Survivor helps cancer patients feel better


By Sarrah Peters/News Editor

Every other first Monday of the month, Angela Klein, a hairdresser at Katy & Co. Hair Salon, heads to Gadsden Regional Cancer Center. She doesn’t go for treatment, at least not anymore. 

Klein is the Etowah County facilitator for the American Cancer Society. She works cutting hair through a program called Look Good Feel Better. The non-profit program aims to help cancer patients deal with the non-medical side effects of cancer treatments. 

Chemotherapy and radiation treatments can cause hair loss, changes in weight, dry skin and skin blemishes, such as dark circles beneath the eyes. Understandably, the changes in appearances can mentally discourage a patient that is already feeling ill from treatment. 

Klein knows about many of the side effects from her own experiences. She was first diagnosed with cancer at the age of 11. She went through chemotherapy and radiation. Then, she faced treatment again at 21, when she was diagnosed with a different type of cancer that is rare in young women. 

“It just hits close to home,” Klein said.

It was during the second treatment that Klein was approached by one of the staff and asked if she would like to contribute haircuts to patients by working with Look Good Feel Better. 

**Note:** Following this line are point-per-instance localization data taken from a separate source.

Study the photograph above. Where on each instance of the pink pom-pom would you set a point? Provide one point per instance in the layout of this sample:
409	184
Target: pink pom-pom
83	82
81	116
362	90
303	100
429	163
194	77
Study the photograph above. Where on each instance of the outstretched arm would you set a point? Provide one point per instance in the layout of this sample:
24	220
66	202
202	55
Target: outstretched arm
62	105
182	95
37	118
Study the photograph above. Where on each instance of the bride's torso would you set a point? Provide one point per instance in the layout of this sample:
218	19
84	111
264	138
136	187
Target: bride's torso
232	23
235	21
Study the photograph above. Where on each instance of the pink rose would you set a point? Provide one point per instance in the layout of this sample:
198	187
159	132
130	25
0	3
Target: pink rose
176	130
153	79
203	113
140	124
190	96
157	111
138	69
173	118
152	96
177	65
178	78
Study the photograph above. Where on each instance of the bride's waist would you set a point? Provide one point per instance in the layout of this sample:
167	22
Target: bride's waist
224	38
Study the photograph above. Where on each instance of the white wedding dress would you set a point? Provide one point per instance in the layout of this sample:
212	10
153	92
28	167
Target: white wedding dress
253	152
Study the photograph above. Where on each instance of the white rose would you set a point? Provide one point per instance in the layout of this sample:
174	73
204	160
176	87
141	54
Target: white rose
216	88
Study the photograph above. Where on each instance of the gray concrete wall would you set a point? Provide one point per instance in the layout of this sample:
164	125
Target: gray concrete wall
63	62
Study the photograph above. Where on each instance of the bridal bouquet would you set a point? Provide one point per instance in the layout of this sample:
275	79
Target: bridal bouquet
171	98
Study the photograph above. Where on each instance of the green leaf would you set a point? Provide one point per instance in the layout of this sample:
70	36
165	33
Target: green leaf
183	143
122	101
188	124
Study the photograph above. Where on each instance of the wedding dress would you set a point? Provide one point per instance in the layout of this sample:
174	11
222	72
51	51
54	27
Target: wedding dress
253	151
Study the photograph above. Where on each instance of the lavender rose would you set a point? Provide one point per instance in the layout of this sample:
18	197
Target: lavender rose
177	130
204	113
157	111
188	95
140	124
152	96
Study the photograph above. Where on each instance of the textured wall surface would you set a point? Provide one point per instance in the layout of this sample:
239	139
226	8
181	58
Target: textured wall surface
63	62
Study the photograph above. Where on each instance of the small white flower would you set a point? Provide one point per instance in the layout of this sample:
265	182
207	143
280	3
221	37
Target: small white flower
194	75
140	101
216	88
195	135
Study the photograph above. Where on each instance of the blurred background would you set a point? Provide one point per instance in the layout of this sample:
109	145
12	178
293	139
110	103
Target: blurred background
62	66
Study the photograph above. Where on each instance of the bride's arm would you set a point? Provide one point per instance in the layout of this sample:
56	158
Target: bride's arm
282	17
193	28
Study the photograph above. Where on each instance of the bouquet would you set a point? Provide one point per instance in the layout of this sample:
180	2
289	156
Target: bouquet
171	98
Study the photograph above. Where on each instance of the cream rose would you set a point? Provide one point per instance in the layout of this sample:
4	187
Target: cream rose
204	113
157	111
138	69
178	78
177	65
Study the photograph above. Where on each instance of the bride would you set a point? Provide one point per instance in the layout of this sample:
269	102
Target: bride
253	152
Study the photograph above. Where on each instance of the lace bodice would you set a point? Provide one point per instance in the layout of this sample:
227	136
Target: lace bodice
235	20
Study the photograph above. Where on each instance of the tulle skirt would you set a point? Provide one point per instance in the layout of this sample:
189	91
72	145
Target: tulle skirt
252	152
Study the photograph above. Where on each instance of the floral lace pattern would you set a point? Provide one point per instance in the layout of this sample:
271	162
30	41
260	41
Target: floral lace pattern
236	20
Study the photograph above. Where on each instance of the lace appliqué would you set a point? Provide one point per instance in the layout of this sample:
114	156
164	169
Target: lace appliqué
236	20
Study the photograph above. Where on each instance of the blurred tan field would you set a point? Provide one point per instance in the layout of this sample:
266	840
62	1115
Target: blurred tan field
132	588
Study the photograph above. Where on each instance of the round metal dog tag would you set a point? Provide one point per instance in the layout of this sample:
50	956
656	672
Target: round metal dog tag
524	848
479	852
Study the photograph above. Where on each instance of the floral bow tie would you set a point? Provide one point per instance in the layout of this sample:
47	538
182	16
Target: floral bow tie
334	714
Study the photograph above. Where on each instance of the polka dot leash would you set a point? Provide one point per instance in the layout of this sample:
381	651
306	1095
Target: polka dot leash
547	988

To combat the discouragement patients may feel during treatment, Look Good Feel Better offers female patients makeovers. These makeovers include make-up, nail care, and haircuts, wigs or head covering, depending on the needs or preferences of the patient.

The group setting of the makeover helps women share stories of what side effects they are going through and what side effects they might experience next.

All the supplies are provided to the patients through the program. 

Patients receive a kit with various types of makeup and hair and skin care products. The kits include higher end specialty products and the beauty basics. In all, the kits are worth about $300 to $400. 

“From personal experience, I can tell you that it is just incredible to see how different they feel when they leave,” said Alison Shirley, a representative of the Alabama Cancer Society.

The combined member companies of the Personal Care Products Council donate about $1 million products, with an estimated value of $10 million, a year. 

Look Good Feel Better began with one patient whose doctor was worried about her depression while undergoing cancer treatment. This doctor asked Ed Kavanaugh, former president of the Personal Care Products Council, to give her a makeover. 

The inspiring results of the makeover led to the idea of the program. The American Cancer Society and The National Cosmetology Association gave their support to make the idea a reality. 

“They realized that women were really having trouble dealing with the side effects of [cancer] treatments,” said Shirley.

The program has grown from two hospitals to include chapters in all 50 states. Look Good Feel better has helped over 800,000 women in the nation. The program has also expanded with Spanish-speaking, teen and men’s programs.